Sarà una grande vittoria degli animalisti, ma c’è anche un elemento di orgoglio catalano: Barcellona si prepara a dire no a quella che è la più celebre tradizione spagnola, la corrida. La questione è stata portata davanti al Parlamento autonomo di Catalogna, ed è attivamente sostenuta dalla Piattaforma Prou (Basta, in catalano), appoggiata dall’80% dell’opinione pubblica regionale, e da oltre ottanta municipi.

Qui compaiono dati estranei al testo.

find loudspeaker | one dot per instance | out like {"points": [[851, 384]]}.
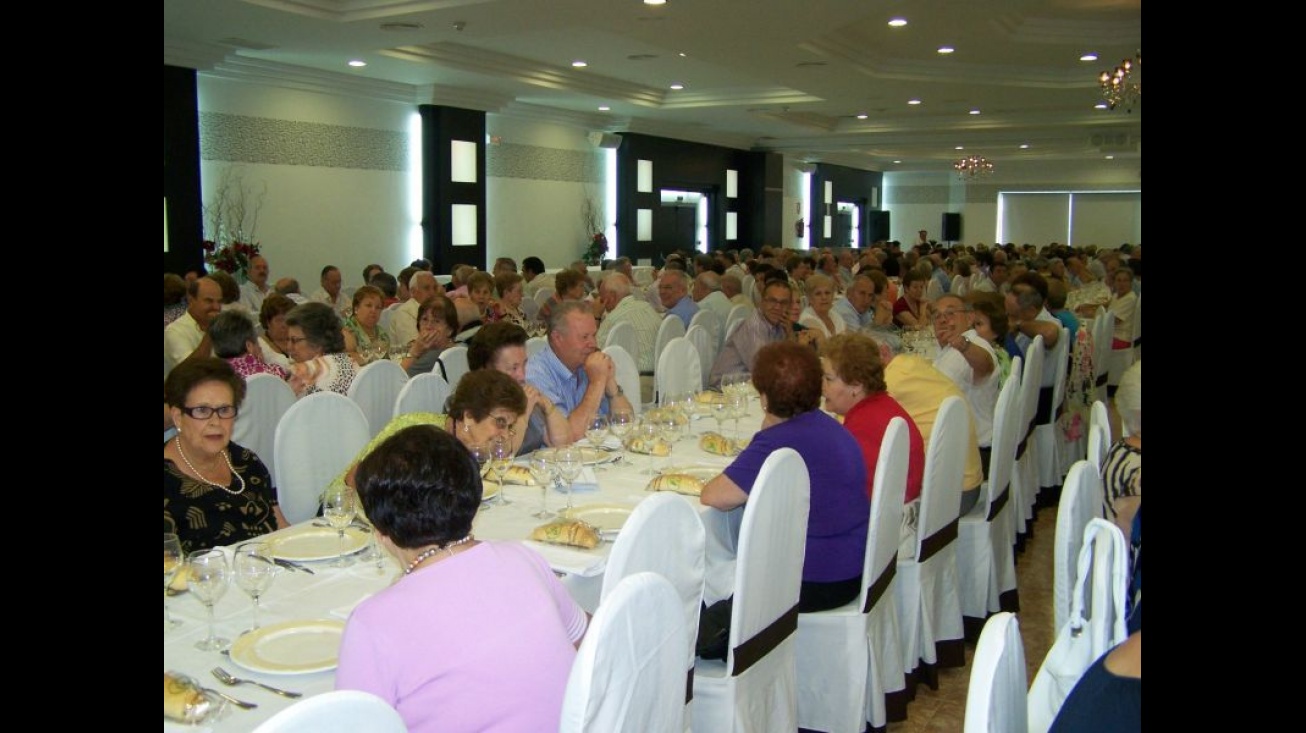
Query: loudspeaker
{"points": [[605, 140], [951, 228]]}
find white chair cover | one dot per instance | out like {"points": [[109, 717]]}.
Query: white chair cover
{"points": [[705, 344], [1048, 434], [927, 596], [849, 657], [1080, 502], [664, 535], [628, 674], [375, 388], [995, 699], [986, 559], [755, 687], [1095, 626], [623, 335], [422, 393], [267, 399], [627, 375], [455, 359], [316, 439], [678, 369], [337, 711]]}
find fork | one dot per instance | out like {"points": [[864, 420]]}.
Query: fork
{"points": [[226, 678]]}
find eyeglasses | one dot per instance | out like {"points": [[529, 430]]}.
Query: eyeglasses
{"points": [[205, 412]]}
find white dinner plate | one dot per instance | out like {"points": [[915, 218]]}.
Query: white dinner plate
{"points": [[290, 647], [607, 519], [307, 544]]}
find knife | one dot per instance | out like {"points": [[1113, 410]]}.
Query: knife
{"points": [[291, 566]]}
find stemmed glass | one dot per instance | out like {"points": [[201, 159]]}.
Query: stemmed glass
{"points": [[340, 506], [173, 562], [570, 464], [500, 459], [545, 473], [208, 582], [254, 571]]}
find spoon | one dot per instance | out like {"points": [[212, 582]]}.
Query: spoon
{"points": [[226, 678]]}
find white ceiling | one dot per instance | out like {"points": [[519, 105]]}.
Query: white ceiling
{"points": [[772, 75]]}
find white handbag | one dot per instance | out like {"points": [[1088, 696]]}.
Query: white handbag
{"points": [[1100, 586]]}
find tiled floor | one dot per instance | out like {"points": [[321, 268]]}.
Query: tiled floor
{"points": [[943, 711]]}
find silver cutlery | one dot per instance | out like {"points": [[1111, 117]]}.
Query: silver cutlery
{"points": [[226, 678]]}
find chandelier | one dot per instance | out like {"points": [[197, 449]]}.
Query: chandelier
{"points": [[1123, 85], [973, 166]]}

Le Fiestas taurinas – che naturalmente sono una festa per tutti, tranne che per i tori – rappresentano da tempo un problema etico-culturale per molti spagnoli, che le considerano degli spettacoli crudeli, barbari, indegni di una nazione civile. In Catalogna sono considerati anche un simbolo della colonizzazione spagnola. A contrastare queste posizioni si schiera il mondo degli “aficionados”, i tifosi delle corride, che riempiono le arene, e fanno echeggiare i loro “olé” per salutare le “veronicas”, le “chicuelinas”, le “manoletinas” del torero di turno. In realtà, ribattono gli abolizionisti, è uno spettacolo soprattutto per turisti.
Ci si chiede che cosa direbbe di queste polemiche Ernest Hemingway, dato che lo scrittore americano era stato certamente il più efficace propagandista della tauromachia su scala mondiale: ricordiamo il suo “Fiesta”, ambientato nelle corride delle San Ferminas di Pamplona, “Morte nel pomeriggio”, e altri scritti taurini del grande Hem. Certo, secondo alcuni suoi amici lo scrittore esaltava le corride per una sorta di puntiglio virilista. Ma anche il catalano Pablo Picasso aveva mostrato una indubbia attrazione per lo spettacolo delle arene. Spettacolo che potrebbe risalire a tempi molto antichi, a riti sacrificali simili a quelli esistenti, ad esempio, nella Creta minoica. Ma oggi? Lo scrittore francese Raymond Queneau disse una volta che l’unico modo decente di assistere una corrida è quello di parteggiare per il toro. No comment.